"The boss has said it." Don gave his wife the look one bestows upon some treasured thing. "Sit down—sit down! Don't look as if you expected to be lynched for it. The women folks run this house, Bill. So you struck it rich! You say you're sure it ain't just a fluke?"

Doris rose hastily, asking permission with her eyes.

"Fluke!" She glanced eloquently at Bill, then at her father. "You wait a minute. I'll show you whether it's a fluke. There. I hid it under my gloves because I was going to wait till morning before we said anything. Look at that, will you, Mother? And cast your critical glance at that, Dad Hunter!" She placed a piece of ore beside each plate and returned triumphantly to her seat.

A lump came into Bill's throat as he watched those two, slipping past middle age, never quite reaching rainbow's end except in love. Mrs. Don lifted the sample, looked at it, leaned and held it under the direct rays of the lamp, glanced diffidently at Bill, then looked questioningly across the table at Don.

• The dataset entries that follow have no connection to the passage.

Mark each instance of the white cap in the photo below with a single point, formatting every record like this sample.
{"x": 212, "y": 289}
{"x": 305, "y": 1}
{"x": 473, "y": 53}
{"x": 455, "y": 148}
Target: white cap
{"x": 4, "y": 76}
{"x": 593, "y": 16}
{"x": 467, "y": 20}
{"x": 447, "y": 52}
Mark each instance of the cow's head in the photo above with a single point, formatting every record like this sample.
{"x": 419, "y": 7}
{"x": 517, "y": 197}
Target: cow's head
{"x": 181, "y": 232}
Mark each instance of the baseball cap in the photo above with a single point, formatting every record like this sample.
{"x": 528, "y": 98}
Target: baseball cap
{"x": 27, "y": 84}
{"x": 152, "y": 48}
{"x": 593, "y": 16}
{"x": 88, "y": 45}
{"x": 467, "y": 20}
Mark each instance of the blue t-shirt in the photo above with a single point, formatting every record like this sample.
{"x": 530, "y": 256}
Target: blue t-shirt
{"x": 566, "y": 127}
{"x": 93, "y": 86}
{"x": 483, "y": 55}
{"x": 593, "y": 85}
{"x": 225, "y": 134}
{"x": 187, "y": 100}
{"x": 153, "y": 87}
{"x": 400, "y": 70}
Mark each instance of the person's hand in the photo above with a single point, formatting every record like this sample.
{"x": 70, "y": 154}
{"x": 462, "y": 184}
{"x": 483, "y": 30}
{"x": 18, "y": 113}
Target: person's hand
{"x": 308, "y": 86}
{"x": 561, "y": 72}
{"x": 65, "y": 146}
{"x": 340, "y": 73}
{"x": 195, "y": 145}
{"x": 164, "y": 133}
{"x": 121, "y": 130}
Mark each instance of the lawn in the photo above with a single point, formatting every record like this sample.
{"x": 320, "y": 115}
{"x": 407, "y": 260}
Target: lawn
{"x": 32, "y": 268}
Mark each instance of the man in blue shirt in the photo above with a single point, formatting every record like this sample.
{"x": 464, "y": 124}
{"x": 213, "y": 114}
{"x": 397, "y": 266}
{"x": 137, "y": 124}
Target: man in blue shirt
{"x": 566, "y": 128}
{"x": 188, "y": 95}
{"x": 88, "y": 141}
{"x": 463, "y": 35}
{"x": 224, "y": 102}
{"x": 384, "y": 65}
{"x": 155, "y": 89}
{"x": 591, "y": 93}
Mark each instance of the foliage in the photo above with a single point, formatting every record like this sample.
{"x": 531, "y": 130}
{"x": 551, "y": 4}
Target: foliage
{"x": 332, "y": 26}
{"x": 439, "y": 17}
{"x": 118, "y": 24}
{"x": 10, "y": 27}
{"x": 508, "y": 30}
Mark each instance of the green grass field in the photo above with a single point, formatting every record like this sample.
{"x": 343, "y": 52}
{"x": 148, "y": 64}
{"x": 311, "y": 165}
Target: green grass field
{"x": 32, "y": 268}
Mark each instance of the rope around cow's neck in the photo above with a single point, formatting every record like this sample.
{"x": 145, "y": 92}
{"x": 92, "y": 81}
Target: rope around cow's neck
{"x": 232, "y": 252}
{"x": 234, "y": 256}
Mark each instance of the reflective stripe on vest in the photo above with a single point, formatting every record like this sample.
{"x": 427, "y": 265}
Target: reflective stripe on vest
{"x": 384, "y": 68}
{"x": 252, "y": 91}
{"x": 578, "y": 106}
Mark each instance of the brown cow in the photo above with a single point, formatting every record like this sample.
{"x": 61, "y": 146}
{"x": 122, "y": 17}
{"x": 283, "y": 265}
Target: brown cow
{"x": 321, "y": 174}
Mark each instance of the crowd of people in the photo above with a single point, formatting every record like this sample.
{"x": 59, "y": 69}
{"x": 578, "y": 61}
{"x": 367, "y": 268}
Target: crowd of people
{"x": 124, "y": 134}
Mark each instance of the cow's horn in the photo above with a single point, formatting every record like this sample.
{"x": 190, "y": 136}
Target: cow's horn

"It's—gold, isn't it? Without my glasses I—but it looks——"

Don deliberately produced his reading glasses from an inner pocket of his vest, tucked the bows over his ears and picked up the specimen which Bill had chipped off the vein and given to Doris. Don moved his tongue in his cheek while he looked, slanting the rock so that the lamp shone on it. He was not a miner himself, but he had lived too long in Nevada not to know minerals fairly well. He pushed his glasses down his nose until he could look over them at Bill.

"How much of this have you got in sight, did you say?"

"I estimated it roughly at about five thousand dollars. When I first located the vein I mortared and panned enough to get a fair idea of how it was running. The vein averaged about ten inches, fairly uniform so far. The storm last night uncovered it so now it stands out clean from the side of the cut like an outcropping; or it did, before I covered it up. I didn't want to come away and leave it open. There are some strangers camped right beside me. Government men—but I didn't like the look of their packer."

"Didn't like the look—my goodness, Mother! The fellow came to the tent when I was there getting ready to start home, and he started snooping around in the corner where Bill had a lot of this ore. He was bound and de-ter-mined he'd see what was in the sack. I told him more than once to go—but I had to shoot into the ground beside him before he'd go. He went then, all right!"

Her mother looked alarmed. "Why, Doris! And where was Bill?"